Adam Thayer is an attorney with Sayer, Regan & Thayer LLP, of Newport, who specializes in real estate law. He spoke to the Providence Business News this week about Airbnb rentals, and implications for property owners who become hosts.
PBN: Beyond Newport, which towns are most popular for Airbnb?
THAYER: In Portsmouth, the northern portion in particular has a lot of smaller beach homes. In the Aquidneck Island area, and South County, where you have a strong higher education population and a strong seasonal population, the two lend themselves to each other. So, we have very defined rental cycles. You will have people do September to May on a student rental. Then you try to hit the home runs all summer long on these short-term rentals.
PBN: How is that affecting the 12-month rental market?
THAYER: Because so many people try to do that, if you are willing to say, I’m going to do a yearlong rental, there is such a big market for that now, because they are so much harder to come by. That is translating into major issues, in particular, on Aquidneck Island.

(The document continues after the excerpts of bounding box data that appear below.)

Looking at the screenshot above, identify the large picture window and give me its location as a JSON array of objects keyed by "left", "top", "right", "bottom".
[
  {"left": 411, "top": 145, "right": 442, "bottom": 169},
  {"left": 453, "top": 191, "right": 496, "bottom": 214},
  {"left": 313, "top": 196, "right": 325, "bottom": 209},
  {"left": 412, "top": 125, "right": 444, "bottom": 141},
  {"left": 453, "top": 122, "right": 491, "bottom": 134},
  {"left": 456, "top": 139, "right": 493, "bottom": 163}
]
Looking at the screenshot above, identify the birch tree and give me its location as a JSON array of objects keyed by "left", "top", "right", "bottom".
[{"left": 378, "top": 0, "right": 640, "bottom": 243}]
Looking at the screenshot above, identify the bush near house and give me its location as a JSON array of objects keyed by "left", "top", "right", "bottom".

PBN: What are the insurance implications for hosts for Airbnb?
THAYER: I have not reviewed their full insurance policies. But in a broader perspective, when I represent a client who has bought a rental property, one of the things I’m asked is “Should I be forming a business entity to have that limit on liability?” The first thing I say is to talk with your [certified public accountant] about tax implications. But aside from that … when someone has, say, one rental property, doing regular rentals, you probably don’t need an LLC. But when you start having more than one, say five, or 10, this might be more of a full-time gig for you, that’s when you get into, “Yes, this makes sense.” If you’re going to operate a business, operate a business. You want a good lawyer. You want a CPA. You want a quality insurance agent.
PBN: On tax liabilities, are the guests paying state sales tax as well as the hotel tax?

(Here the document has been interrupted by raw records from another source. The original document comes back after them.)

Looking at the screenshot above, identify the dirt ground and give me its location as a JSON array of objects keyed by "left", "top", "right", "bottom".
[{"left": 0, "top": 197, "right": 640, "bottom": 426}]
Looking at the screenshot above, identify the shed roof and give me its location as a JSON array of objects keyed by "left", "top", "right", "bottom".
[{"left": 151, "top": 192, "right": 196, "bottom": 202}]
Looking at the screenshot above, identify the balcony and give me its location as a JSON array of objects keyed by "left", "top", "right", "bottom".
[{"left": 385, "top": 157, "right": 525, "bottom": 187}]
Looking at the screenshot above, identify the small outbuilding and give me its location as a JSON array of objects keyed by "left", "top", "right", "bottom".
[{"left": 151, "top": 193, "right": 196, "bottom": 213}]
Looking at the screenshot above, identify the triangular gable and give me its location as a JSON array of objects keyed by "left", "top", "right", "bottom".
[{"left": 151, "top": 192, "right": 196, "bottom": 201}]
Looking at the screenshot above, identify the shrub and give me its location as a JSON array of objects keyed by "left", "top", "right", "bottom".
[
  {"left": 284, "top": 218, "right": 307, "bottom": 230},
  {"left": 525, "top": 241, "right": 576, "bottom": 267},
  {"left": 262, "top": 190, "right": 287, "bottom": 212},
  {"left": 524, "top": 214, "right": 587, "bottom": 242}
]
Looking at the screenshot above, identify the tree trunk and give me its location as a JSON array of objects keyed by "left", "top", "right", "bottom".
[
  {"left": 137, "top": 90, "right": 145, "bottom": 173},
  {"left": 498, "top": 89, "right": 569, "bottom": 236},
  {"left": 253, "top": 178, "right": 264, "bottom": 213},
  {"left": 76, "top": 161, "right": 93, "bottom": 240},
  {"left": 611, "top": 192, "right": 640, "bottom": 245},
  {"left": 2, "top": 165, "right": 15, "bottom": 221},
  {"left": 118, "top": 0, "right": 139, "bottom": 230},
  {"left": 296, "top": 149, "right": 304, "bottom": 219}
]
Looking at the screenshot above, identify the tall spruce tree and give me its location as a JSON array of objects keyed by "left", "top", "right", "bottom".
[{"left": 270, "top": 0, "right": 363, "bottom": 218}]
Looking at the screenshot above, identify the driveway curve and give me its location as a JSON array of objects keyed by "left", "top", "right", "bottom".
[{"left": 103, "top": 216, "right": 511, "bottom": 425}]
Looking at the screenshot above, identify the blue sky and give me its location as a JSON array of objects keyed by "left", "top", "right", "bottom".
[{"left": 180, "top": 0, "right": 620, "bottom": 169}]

THAYER: Yes. When you think about it, we are literally taking people who filled hotels and motels and moving them into private residences.

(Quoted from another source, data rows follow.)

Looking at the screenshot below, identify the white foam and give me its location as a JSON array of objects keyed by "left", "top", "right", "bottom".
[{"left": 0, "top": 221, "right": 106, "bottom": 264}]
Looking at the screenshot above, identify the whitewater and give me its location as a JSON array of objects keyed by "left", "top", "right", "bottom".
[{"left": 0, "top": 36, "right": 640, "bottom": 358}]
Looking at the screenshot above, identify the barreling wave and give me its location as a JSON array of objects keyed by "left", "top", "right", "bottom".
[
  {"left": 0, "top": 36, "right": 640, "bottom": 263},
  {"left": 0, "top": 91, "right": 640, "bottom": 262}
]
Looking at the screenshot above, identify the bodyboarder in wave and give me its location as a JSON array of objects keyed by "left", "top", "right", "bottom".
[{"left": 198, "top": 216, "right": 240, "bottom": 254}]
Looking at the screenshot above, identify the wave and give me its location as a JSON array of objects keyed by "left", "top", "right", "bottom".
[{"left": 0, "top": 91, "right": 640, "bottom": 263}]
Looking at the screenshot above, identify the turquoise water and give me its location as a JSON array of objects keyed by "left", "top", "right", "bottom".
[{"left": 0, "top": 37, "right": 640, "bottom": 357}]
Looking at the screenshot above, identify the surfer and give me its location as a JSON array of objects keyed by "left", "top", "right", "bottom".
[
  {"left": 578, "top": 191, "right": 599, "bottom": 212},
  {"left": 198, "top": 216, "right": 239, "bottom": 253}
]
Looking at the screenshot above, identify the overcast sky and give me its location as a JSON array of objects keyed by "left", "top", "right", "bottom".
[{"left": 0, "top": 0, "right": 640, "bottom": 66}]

PBN: How are mortgages affected by this activity?
THAYER: When you get a loan, there are multiple types of loans. If you are getting a residential mortgage, you get a primary residence, a second home, or an investment property. And the interest rates on those vary based on which one you have. A common way someone could attempt to commit mortgage fraud, is, ‘Hey bank, this is going to be my primary residence.’ When they have no intention of living there.